Labs

Improving Performance and Scalability: Updates and Lessons from Inspector, Our End-to-End Testing Solution

Overview

In a previous article titled Inspector or: How I Learned to Stop Worrying and Love Testing in Prod, we discussed our end-to-end testing solution, Inspector, which we leverage to perform continuous testing of our external attack surface enumeration scanning system. Here, we discuss some of the recent modifications and updates we made to Inspector to improve overall performance and scalability and reflect on some of the issues we identified with our initial implementation.

Problem #1: Performance Issues with Snapshotting Method

The first issue we encountered with the previous implementation related to the snapshotting method that captures events during the end-to-end testing period. This is because the previous solution determined which events were part of the end-to-end tests by snapshotting the state of all topics and partitions within the Kafka pipeline and then inspecting all new events that appeared during the testing window. Unfortunately, this was quite slow as it meant the Inspector container job would need to access and inspect every event created within the testing window.

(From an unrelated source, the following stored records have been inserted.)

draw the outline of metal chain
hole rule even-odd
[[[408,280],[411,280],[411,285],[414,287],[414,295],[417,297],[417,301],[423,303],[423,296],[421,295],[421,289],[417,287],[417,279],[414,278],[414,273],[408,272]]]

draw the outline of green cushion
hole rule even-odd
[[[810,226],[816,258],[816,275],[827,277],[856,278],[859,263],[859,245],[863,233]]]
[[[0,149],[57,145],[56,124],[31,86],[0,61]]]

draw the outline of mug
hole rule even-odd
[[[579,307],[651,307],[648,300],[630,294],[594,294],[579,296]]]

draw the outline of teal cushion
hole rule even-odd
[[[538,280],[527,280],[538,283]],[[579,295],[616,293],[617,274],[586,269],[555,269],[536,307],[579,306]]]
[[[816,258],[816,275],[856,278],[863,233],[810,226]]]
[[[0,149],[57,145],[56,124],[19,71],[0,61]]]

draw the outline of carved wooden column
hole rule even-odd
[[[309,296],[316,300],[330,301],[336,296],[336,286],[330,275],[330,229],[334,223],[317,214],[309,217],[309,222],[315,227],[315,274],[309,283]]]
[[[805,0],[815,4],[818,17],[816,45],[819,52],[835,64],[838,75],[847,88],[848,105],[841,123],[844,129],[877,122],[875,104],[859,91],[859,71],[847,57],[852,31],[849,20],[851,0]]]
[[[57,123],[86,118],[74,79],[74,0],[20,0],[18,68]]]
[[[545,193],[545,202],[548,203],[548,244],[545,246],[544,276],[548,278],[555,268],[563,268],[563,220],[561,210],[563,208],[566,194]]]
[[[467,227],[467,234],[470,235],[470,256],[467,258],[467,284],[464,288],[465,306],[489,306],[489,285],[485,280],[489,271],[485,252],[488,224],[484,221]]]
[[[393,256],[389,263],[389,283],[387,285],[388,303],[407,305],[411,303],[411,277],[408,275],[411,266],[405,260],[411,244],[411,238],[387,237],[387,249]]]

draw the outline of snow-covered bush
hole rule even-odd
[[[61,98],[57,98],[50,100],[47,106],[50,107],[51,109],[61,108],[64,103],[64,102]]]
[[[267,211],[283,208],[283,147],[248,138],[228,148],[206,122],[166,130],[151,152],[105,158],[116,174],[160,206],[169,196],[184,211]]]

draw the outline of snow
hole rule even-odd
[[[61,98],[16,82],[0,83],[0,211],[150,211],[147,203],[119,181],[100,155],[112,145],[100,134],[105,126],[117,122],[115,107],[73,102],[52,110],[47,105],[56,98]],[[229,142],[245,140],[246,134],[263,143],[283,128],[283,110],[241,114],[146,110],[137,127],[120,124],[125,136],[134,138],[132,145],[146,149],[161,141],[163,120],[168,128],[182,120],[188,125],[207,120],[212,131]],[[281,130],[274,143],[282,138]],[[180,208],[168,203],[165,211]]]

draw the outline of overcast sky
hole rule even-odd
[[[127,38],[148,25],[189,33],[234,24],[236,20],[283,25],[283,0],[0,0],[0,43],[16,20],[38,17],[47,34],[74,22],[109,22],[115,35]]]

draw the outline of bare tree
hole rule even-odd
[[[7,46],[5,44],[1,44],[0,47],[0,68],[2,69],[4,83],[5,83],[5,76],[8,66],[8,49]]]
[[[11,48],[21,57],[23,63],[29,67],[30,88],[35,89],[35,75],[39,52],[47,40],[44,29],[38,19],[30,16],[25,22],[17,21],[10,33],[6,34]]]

The main advantage of this approach is that it was entirely agnostic of the underlying service. This was a requirement as part of the initial implementation of Inspector, because at that time we didn’t have a standardized framework for services to create or process events from Kafka. This meant that disparate services might use one of multiple different methods–including a sidecar, direct kafka interaction, or Benthos–for either consuming or producing events to a topic.

Fortunately, one of our recent initiatives involved migrating all our core services within the scanning pipeline to the Benthos stream processing framework. This framework allows for flexible configuration of how events are processed, and includes the ability to layer disparate event processors together to allow for the flexible configuration of individual scanning services. Migrating to a standardized event streaming framework allowed us to improve our ability to aggregate information on end-to-end test events.

Solution: Building a Custom Benthos Processor

To address the performance issues associated with snapshotting the entire pipeline we implemented a new architecture which leveraged a custom Benthos processor. Its role is to inspect any events produced by a service and log them to a topic named “caseInspectorEvents” whenever it determines that the event is associated with an end-to-end test.

We accomplished this by adding a new field named “metadata“ to our event header. “Metadata“ allows for events to contain arbitrary pairs of metadata. The general convention in this case is that input events should always propagate the metadata associated with the input event to the output event generated by the service. Figure 1 shows an example of an event with a “test” field in the metadata header indicating the event is part of an end-to-end test.

Figure 1: A simplified event created as part of an end-to-end test with the relevant metadata header field present in the event header.

Next, we developed a custom Benthos processor called “case_tester” that simply inspects the metadata event field in the event header to determine if an event is a part of an end-to-end test. If the event is part of an end-to-end test, the processor will write the event to the caseInspectorEvents topic. Figure 2 shows the output section of an example Benthos configuration using the case_tester processor to inspect all events the service generates.

Figure 2: An example Benthos configuration leveraging the case_tester processor to monitor for events produced by a service as being associated with an end-to-end test.

In this case, the Inspector service simply reads the new events written to the caseInspectorEvents topic without needing to snapshot the entire pipeline and examine every event created since initiation of the previous end-to-end test.

The addition of a metadata field to the event header during this initiative was also valuable as it adds options for additional extensibility in the future in terms of being able to add metadata annotations to events. For example, we may need to flag an event as being part of a certain type of scan. This could be useful if we are leveraging the Chariot scanning pipeline during a red team engagement and would like to handle these types of scans leveraging more of a low-and-slow approach. This would contrast with our traditional scanning mechanism, which isn’t as focused on stealth or evasion.

Problem #2: Coverage of Databases and APIs

The other problem we identified fairly quickly was that while our tests included coverage of the events within kafka itself, it didn’t include coverage of many of the databases and application programming interfaces (APIs) that render information in the frontend. In some instances, we identified problems where the underlying persister service failed to persist data to the database even though the appropriate events existed within the Kafka topic.

To solve this problem, we implemented checks which invoke various backend microservices to verify that the discovered assets and vulnerabilities are persisted and returned properly. This change now allows us to have full visibility of the entire end-to-end scanning process.

Conclusion

In this article, we discussed some of the adjustments we’ve recently made to our end-to-end testing capabilities to improve the reliability and performance of our scanning pipeline. The ability to perform continuous end-to-end testing is a critically important capability to support development team velocity while still ensuring the reliability and stability of the scanning pipeline.